I draw the line at stockings and suspenders .


----------



## smutchin (30 Mar 2012)

They're offering an S-type but the pic is of an M-type. Poor attention to detail there.

I would happily ride a hot pink Brommie though - I saw one on the road recently and they look great in that colour.

Edit - my tip: "Don't go through red lights! They're for your safety and everyone else's."

d.


----------



## Night Train (30 Mar 2012)

I already have a Brompton so I am happy for someone else to enjoy one.


----------



## ColinJ (30 Mar 2012)

Night Train said:


> I already have a Brompton so I am happy for someone else to enjoy one.


And I'm happy on my racing bikes so I haven't entered either, even though flogging a Brompton on eBay would have brought some useful funds in!


----------



## Night Train (30 Mar 2012)

ColinJ said:


> And I'm happy on my racing bikes so I haven't entered either, even though flogging a Brompton on eBay would have brought some useful funds in!


Ahhh, but I am not mercenary. Someone somewhere will (hopefully) enjoy and love the Brommie as much as I do.


----------



## ColinJ (30 Mar 2012)

Night Train said:


> Ahhh, but I am not mercenary. Someone somewhere will (hopefully) enjoy and love the Brommie as much as I do.

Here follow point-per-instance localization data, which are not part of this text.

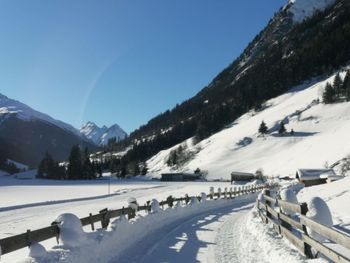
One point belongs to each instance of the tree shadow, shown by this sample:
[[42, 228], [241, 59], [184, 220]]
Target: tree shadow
[[182, 241], [296, 134]]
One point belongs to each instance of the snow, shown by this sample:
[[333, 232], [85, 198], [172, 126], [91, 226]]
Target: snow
[[320, 133], [18, 164], [10, 107], [31, 174], [337, 197], [71, 231], [118, 242], [33, 204], [319, 212], [100, 136], [289, 196], [302, 9]]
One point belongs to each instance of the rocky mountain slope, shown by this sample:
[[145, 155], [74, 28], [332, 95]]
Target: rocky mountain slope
[[304, 39], [100, 136], [26, 134], [320, 133]]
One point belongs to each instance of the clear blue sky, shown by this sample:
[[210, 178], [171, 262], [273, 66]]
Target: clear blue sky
[[120, 61]]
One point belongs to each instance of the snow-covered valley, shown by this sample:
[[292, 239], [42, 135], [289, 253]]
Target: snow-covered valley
[[215, 232]]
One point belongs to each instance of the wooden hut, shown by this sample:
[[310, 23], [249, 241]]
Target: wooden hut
[[310, 177], [180, 177], [242, 177]]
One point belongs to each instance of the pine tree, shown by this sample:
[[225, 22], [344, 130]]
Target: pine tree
[[46, 167], [338, 86], [346, 85], [263, 128], [282, 129], [144, 169], [75, 168], [329, 94]]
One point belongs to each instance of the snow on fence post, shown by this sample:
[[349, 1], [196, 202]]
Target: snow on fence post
[[267, 204], [91, 222], [148, 203], [132, 203], [104, 218], [71, 230], [187, 199], [193, 200], [203, 197], [155, 208], [170, 201], [211, 192], [307, 247]]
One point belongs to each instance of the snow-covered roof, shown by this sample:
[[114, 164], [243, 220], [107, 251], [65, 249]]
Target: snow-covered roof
[[242, 174], [314, 174]]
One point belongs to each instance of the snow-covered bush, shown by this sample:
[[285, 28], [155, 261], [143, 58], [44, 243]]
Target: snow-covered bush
[[71, 230], [260, 197], [155, 208], [319, 212], [194, 200], [203, 197], [132, 203], [38, 252], [212, 190]]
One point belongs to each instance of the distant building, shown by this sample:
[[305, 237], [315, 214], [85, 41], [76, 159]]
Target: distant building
[[311, 177], [180, 177], [242, 177]]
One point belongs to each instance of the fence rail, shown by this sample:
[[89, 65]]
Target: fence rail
[[295, 228], [13, 243]]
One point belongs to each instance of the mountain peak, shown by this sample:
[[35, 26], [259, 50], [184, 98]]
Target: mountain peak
[[100, 136], [302, 9]]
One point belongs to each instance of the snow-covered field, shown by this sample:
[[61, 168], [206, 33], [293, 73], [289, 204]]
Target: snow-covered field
[[33, 204], [227, 231], [320, 135]]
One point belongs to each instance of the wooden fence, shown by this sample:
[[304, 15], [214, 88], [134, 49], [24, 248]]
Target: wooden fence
[[295, 228], [20, 241]]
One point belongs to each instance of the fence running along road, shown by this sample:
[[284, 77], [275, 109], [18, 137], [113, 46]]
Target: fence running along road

Well, that's what I meant - even though I really could do with the cash, I'd rather that someone, somewhere will (hopefully) enjoy and love their new Brommie as much as you enjoy yours!


----------



## threebikesmcginty (30 Mar 2012)

Yuk, still at least it's not as bad a colour as that one Greg Collins has got!


----------



## smutchin (30 Mar 2012)

I already have a Brompton... but it's very old and falling to bits and I would replace it if I had the money.

Anyway, doesn't the N+1 rule apply?

d.


----------



## Night Train (27 Apr 2012)

So, who won it?


----------



## smutchin (27 Apr 2012)

Not me.


----------



## ColinJ (27 Apr 2012)

Night Train said:


> So, who won it?


There is an address on the website that you can write to to find out. It seems a rather quaint notion when they could just put the information on the competition page!


----------



## StuartG (9 May 2012)

ColinJ said:


> There is an address on the website that you can write to to find out. It seems a rather quaint notion when they could just put the information on the competition page!

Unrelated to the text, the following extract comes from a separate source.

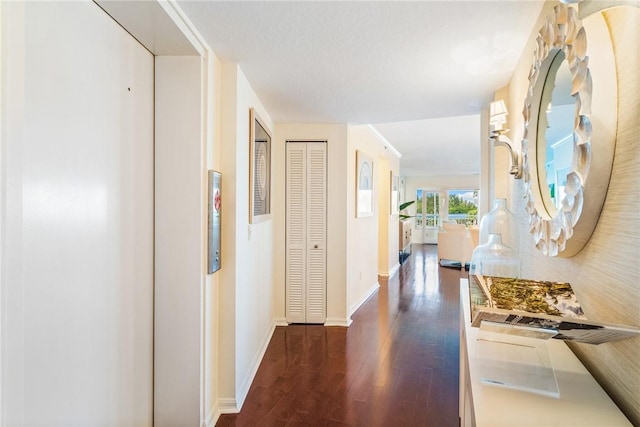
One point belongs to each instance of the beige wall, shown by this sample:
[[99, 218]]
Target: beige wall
[[606, 273], [246, 315], [373, 241]]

There is a quaint and ancient belief that bicycle thieves can't or won't write ...


----------



## 400bhp (10 May 2012)

Why do bicycle thieves need to write?

And what have bicycle thieves got to do with this thread?


----------



## ColinJ (10 May 2012)

400bhp said:


> Why do bicycle thieves need to write?
> 
> And what have bicycle thieves got to do with this thread?

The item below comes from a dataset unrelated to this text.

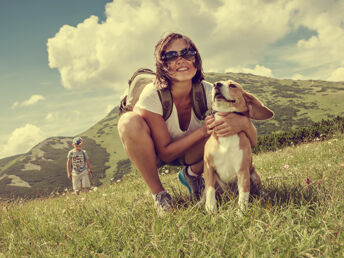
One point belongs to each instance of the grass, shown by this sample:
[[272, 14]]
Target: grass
[[300, 214]]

I too was slightly confused by that post! I think perhaps that StuartG is implying that if the would-be thieves knew the name and address of the winner, then they might go round and nick the bike. The thing is - the full name and address are never given. It's usually name/city or even name/county. Having said that, it wouldn't be hard to track down someone in a small town or village.


----------